Bootstrapping for Uncertainty Estimation

TemporalMixtureModels.jl provides functionality to perform bootstrapping to estimate the uncertainty of the fitted model parameters. Bootstrapping involves resampling the data with replacement and refitting the model multiple times to obtain a distribution of parameter estimates.

Performing Bootstrapping

To perform bootstrapping with TemporalMixtureModels.jl, you can use the bootstrap function. This function works in the same way as the fit_mixture function, but it takes an additional argument specifying the number of bootstrap samples to generate.

TemporalMixtureModels.bootstrapFunction
bootstrap(component::Component, n_components::Int, n_bootstrap::Int, 
t::AbstractVector, y::AbstractMatrix, ids::AbstractVector;
n_repeats::Int=5,
error_model::ErrorModel=NormalError(),
inputs=nothing,
max_iter::Int=100,
tol::Float64=1e-6,
separation_threshold::Float64=0.01,
rng::AbstractRNG=Random.GLOBAL_RNG,
show_progress_bar::Bool=true)

Run bootstrap resampling to estimate confidence intervals for the coefficients of each component in a mixture model. The function fits the mixture model multiple times on bootstrap samples drawn with replacement from the original data. After fitting, it matches the components to the original fit to prevent label switching and collects the parameter estimates. Separation scores are computed to detect ambiguities in component matching, which may indicate unreliable confidence intervals. This can happen if the components aren't well separated, for example when too many components are specified.

Arguments

  • component::Component: The component model to use (e.g., PolynomialRegression).
  • n_components::Int: Number of mixture components (clusters).
  • n_bootstrap::Int: Number of bootstrap samples to draw.
  • t::AbstractVector: Time points vector.
  • y::AbstractMatrix: Observations matrix (rows: time points, columns: measurements).
  • ids::AbstractVector: Subject IDs vector.

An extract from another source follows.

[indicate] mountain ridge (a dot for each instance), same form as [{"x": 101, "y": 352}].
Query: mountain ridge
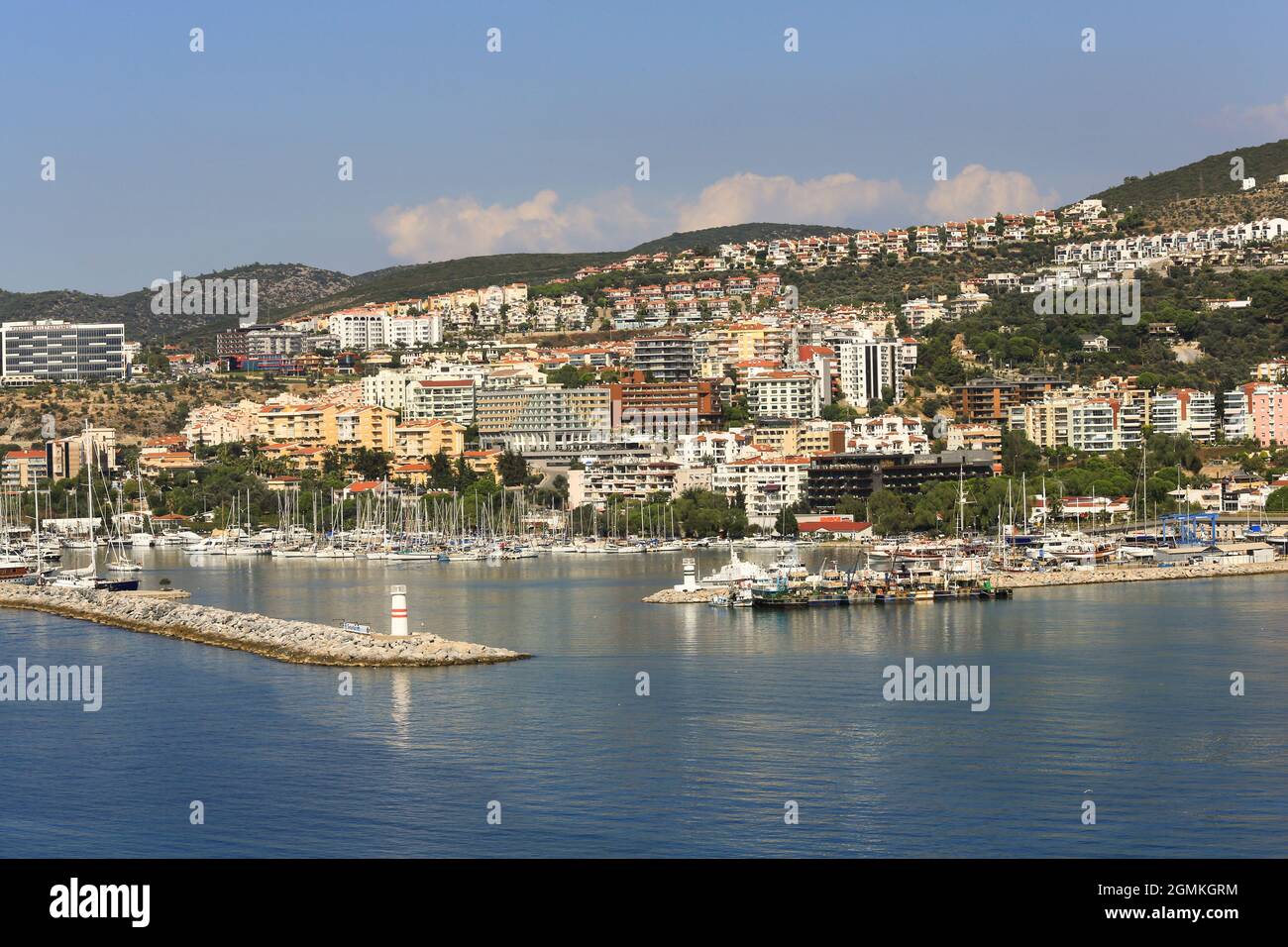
[{"x": 1180, "y": 198}]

Optional keyword arguments

  • n_repeats::Int=5: Number of random initializations for fitting.
  • error_model::ErrorModel=NormalError(): Error model to use. Only NormalError is currently supported.
  • inputs=nothing: Additional inputs for the component model (if applicable).
  • max_iter::Int=100: Maximum number of EM iterations.
  • tol::Float64=1e-6: Convergence tolerance for the EM algorithm.
  • separation_threshold::Float64=0.01: Threshold for detecting ambiguities in component matching.
  • rng::AbstractRNG=Random.GLOBAL_RNG: Random number generator to use.
  • show_progress_bar::Bool=true: Whether to show a progress bar.

Returns

  • bootstrap_results::Vector{MixtureResult}: A vector of MixtureResult objects from each bootstrap sample.
  • ambiguities_detected::Int: The number of ambiguities detected during component matching in the bootstrap resampling. A high number may indicate unreliable confidence intervals due to uncertain sample assignment to components.
source

The bootstrap function returns a vector of fitted mixture models, each corresponding to a bootstrap sample. We can then predict using each of these models to obtain a distribution of predictions, which can then also be used to estimate confidence intervals.